Remembering Service Merchandise

Tuesday, July 26, 2011 - by Harmon Jolley

Retail businesses often have similar histories. They start small, often in a tiny storefront. As they grow, they may move into a shopping center. After many years of being in business, they may falter as newer competitors take their customers. Rarely do they go through those phases and then make a comeback, but one store name of Chattanooga’s past did – Service Merchandise.

Service Merchandise was established in 1934 by Harold and Mary Zimmerman in Pulaski, Tennessee. Its first catalog showroom opened in 1960 in downtown Nashville, followed by a store in Memphis in 1967 and Madison the following year.

The retail chain entered the Chattanooga market in 1969. The May 25, 1969 Chattanooga Times reported that the retailer would be moving into the former Mulkey & Jackson (M&J) Supermarket at 3506 Brainerd Road at Germantown. Larry Stephens and Farouk Fouad were named manager and assistant manager respectively.

Service Merchandise coupled a catalog business with its stores, and planned to stock as many as 15,000 items. A computer inventory system linked catalog orders, store sales, and a central warehouse/distribution system.

Customers often shopped for wedding gifts at Service Merchandise. The store carried a variety of small appliances, clocks, jewelry, and musical items.

In a May 28, 1969 Chattanooga Post interview, manager Larry Stephens noted the importance of brand names to Service Merchandise. “These names are well-advertised from old, reliable manufacturers. “Their products are dependable and usually trouble-free,” said Mr. Stephens.

On November 17, 1970, the retailer moved to a larger facility in Brainerd Village. The Chattanooga Times interviewed founder Harry Zimmerman, who said that the new store was not only the largest of its seven stores, but also the first to be located in a shopping center.

Mayor Austin Letheridge “Chunk” Bender officiated at the ribbon-cutting for the new store. Prizes including diamond rings were given away. An 8-track tape player could be purchased for $84.97; one might buy the Beatles’ last album “Let it Be” along with it. A GAF movie kit cost $67.88, and a Corsair typewriter was $28.88. One need not go out with wet hair – a Dominion portable hair dryer was $9.79.

In 1985, Service Merchandise made plans for a north river store in Hixson. The February 28, 1985 Chattanooga News-Free Press told of negotiations between Service Merchandise and The Leader for a free-standing building opened in 1982 behind the Northgate library. The Leader was relocating inside Northgate Mall.

I recall that Service Merchandise controlled its losses due to shoplifting by an unusual method. Customers roamed the store with a small order form, on which they rote the item number of an intended purchase. They completed their shopping odyssey by taking the form to a clerk at the back of the store, where the item(s) were delivered.

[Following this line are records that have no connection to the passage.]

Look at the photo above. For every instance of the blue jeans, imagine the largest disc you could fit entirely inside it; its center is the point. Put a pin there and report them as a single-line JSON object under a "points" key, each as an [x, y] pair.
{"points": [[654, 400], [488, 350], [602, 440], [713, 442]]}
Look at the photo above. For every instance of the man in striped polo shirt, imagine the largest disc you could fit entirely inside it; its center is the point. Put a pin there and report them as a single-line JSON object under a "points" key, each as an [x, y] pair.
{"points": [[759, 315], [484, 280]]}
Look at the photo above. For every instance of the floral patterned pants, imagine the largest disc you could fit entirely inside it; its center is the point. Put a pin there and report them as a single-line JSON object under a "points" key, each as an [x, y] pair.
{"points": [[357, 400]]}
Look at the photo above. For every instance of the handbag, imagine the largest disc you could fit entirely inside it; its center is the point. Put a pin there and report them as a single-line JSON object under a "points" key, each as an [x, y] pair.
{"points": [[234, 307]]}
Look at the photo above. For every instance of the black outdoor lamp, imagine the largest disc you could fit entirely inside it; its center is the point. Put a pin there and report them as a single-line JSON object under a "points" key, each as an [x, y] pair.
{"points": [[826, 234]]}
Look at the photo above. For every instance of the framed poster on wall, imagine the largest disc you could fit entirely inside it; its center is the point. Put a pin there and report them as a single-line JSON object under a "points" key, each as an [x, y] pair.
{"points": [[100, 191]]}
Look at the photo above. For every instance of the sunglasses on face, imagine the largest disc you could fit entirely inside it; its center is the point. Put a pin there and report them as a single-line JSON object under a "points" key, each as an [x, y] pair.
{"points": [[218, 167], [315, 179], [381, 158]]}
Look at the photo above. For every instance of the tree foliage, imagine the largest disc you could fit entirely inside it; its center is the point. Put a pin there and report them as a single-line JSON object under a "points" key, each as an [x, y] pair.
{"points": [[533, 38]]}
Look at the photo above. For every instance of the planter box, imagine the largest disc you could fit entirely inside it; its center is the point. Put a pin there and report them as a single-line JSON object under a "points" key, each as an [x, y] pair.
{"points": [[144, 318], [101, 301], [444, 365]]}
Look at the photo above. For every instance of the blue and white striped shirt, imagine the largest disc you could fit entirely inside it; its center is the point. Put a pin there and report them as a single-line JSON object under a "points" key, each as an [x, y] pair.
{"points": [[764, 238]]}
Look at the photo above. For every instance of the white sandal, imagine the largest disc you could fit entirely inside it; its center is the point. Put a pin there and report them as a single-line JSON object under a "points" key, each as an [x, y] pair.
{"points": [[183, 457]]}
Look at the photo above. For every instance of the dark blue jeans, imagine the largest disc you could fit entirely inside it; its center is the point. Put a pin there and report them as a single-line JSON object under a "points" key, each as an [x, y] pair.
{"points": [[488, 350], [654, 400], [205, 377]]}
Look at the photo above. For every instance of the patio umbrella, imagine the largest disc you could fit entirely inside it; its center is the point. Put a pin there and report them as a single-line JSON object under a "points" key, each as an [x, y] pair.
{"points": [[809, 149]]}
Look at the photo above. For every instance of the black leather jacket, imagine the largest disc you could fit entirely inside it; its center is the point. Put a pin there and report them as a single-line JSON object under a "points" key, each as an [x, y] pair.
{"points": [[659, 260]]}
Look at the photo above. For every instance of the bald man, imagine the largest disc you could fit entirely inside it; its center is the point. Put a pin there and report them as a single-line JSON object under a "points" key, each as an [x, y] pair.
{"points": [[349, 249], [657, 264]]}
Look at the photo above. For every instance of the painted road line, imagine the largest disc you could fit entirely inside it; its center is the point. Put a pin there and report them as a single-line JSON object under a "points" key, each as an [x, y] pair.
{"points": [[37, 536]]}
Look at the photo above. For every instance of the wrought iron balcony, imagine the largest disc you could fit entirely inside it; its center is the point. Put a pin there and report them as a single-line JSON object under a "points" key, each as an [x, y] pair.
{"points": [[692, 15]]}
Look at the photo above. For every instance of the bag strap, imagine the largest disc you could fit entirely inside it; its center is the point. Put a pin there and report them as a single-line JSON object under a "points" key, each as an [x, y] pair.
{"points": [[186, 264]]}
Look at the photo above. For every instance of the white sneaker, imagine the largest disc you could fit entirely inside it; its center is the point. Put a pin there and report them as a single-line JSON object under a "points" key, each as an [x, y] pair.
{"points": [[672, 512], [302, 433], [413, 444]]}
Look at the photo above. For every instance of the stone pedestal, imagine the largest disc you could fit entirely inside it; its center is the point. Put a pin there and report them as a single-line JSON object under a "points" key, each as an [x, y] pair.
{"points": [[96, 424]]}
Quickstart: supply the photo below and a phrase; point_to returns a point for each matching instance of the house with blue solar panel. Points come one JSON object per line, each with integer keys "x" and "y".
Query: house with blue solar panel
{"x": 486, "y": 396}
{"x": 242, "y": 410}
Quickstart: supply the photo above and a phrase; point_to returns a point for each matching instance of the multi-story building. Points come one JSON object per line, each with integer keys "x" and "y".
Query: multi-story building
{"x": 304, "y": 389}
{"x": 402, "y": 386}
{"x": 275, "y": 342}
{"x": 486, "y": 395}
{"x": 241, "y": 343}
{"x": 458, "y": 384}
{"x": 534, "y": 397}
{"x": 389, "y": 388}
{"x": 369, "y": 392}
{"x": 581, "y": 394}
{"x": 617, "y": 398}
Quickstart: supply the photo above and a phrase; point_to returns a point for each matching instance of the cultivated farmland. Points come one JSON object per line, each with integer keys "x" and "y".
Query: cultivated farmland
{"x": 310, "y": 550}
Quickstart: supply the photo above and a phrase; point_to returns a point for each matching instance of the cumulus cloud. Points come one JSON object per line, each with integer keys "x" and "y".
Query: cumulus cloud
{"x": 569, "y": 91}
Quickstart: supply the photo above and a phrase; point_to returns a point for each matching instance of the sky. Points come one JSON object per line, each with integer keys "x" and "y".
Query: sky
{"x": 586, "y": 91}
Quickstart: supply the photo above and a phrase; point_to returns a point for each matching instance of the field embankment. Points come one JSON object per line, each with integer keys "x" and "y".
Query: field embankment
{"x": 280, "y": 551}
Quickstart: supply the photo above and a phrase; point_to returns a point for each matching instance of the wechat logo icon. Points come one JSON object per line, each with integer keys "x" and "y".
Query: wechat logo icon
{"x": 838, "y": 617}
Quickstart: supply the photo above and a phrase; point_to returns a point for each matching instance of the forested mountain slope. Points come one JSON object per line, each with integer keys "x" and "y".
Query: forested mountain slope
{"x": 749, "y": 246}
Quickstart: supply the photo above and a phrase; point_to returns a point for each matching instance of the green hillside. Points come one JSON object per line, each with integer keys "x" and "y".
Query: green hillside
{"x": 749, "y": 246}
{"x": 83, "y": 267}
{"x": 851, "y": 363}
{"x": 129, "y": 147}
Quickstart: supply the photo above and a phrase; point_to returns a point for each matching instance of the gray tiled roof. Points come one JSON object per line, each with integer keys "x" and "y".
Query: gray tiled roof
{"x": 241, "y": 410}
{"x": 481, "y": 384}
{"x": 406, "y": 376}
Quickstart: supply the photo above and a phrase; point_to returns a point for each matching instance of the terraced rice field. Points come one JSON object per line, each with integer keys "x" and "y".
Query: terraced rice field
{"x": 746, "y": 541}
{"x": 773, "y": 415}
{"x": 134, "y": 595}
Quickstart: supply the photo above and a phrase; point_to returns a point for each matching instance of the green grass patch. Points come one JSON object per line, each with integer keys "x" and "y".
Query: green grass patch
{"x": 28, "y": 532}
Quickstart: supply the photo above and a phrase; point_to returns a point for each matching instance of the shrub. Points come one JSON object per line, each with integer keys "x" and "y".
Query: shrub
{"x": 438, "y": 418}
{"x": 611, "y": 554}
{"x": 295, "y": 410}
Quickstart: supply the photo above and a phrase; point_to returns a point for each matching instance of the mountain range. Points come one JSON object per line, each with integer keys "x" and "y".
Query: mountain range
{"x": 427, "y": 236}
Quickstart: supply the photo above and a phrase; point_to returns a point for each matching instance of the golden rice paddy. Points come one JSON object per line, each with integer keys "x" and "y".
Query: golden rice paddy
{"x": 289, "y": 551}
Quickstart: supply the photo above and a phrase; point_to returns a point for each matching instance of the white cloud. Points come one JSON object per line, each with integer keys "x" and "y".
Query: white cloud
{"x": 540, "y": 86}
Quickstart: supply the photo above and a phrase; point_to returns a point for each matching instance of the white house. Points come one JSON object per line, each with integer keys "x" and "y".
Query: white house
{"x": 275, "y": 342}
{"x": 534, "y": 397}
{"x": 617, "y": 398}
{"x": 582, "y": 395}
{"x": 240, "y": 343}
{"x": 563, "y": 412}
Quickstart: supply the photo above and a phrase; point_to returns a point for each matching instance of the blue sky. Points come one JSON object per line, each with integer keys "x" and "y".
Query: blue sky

We purchased a Three Stooges cookie jar by this method – nyuk, nyuk, nyuk as Curly would say.

The new Hamilton Crossing shopping complex gained a Service Merchandise store in May, 1988. Service and Sears, Roebuck and Company opened in the same month.

By the late 1980’s, Service Merchandise was facing new competition from Circuit City, Target, and Wal-Mart. It began pursuing several restructuring plans, which included discontinuing unprofitable merchandise, closing stores, and moving into Internet-based catalog orders. That wasn’t enough, however, and the chain filed for Chapter 11 bankruptcy in 1999. Dissolution of the company followed in 2002.

Service Merchandise rose from the retail ashes in 2004, when Raymond Zimmerman bought the name and logo at auction. Today, it continues as a Web-only retail business.